2018年2月27日、東京オペラシティコンサートホールで、マルク・ミンコフスキ指揮によるレ・ミュジシャン・デュ・ルーヴルの演奏を聴いた。曲目は、すべてメンデルスゾーン。前半に「フィンガルの洞窟」序曲と交響曲第4番「イタリア」。後半に交響曲第3番「スコットランド」。メンデルスゾーンは大好きな作曲家なので、これを聞き逃すわけにはいかない。

ミンコフスキらしいきびきびしてリズミカルな演奏。かなり速めのテンポで、音楽を強力に推進させていく。だが、決して一本調子ではなく、メロディに豊かな表情がある。レ・ミュジシャン・デュ・リーヴルの音も弾力性があって実にいい。メンデルスゾーンにはもっと潤いがほしいと思うが、古楽器なので、少々ガサガサした感じになるのは致し方ないだろう。「イタリア」の第1楽章と第4楽章は見事。生命力にあふれ、喜びにあふれている。豊かな感受性を古典的な形式の中に表現するメンデルスゾーンらしさが広がった。

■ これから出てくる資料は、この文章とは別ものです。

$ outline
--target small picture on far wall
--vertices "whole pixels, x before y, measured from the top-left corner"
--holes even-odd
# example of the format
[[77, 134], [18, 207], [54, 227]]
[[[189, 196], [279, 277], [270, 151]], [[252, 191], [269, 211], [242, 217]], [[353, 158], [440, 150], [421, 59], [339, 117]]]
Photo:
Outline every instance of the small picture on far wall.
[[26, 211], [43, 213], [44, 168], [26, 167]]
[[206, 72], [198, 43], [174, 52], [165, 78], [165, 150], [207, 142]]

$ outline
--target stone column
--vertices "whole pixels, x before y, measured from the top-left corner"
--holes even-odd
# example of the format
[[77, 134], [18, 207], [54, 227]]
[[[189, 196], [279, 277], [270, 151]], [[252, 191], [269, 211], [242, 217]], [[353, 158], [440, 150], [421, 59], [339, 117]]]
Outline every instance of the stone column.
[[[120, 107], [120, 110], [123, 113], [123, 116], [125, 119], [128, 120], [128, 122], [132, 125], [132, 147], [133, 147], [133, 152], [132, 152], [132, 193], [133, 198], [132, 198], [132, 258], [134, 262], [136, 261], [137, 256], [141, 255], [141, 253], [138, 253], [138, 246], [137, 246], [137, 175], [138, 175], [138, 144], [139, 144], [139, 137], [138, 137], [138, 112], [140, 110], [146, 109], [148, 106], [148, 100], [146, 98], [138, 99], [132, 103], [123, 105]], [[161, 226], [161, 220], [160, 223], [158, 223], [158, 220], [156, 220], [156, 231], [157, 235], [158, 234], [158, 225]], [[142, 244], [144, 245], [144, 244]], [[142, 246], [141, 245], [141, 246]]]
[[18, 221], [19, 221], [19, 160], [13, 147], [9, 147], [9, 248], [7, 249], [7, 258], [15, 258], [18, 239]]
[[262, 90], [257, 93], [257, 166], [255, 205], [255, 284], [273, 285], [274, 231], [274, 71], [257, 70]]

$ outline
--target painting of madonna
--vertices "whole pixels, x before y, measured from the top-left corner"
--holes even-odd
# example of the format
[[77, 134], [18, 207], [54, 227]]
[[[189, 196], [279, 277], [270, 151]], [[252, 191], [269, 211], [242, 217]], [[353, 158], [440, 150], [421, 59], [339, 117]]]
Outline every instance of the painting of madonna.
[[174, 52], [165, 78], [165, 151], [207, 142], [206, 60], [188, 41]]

「スコットランド」は大好きな曲だ。とりわけ、私は第2楽章が大好き。今日の演奏も素晴らしかった。ぞくぞくするような躍動感。深い陰影があり、メンデルスゾーンの躍動感とともに、深い憂いも聞き取れる。しかし、第4楽章では生命力を大きく歌い上げる。賛歌のような音楽になっていく。

じっくり聞かせるというタイプではない。あっけないくらいに早く終わる。だが、このガサガサした速い速度の中に様々な表情があって、実にいい。妙な思い入れでロマンティックに表現するのでなく、勢いの中に様々な感情をひっくるめてしまう。

ミンコフスキはさっさと指揮台に立ち、すぐに演奏をはじめた。前半の演奏が終わった後も、ぐずぐずしないですぐに控室に戻る。終演後も、アンコールもしないで、数回呼び戻されただけでオケを解散させた。音楽と同じように何事ももったいぶったり、未練がましくしたりしないで、テキパキとこなす人のようだ。何を隠そう、実は私もぐずぐずするのが嫌いで、さっさと済ませてしまうタイプだ。仕事も早いし、人との交際もさっさと切り上げる。そんなわけでミンコフスキのテキパキした態度にはとても好感を持ったのだった。

とても満足できるコンサートだった。大好きなメンデルスゾーンを堪能できた。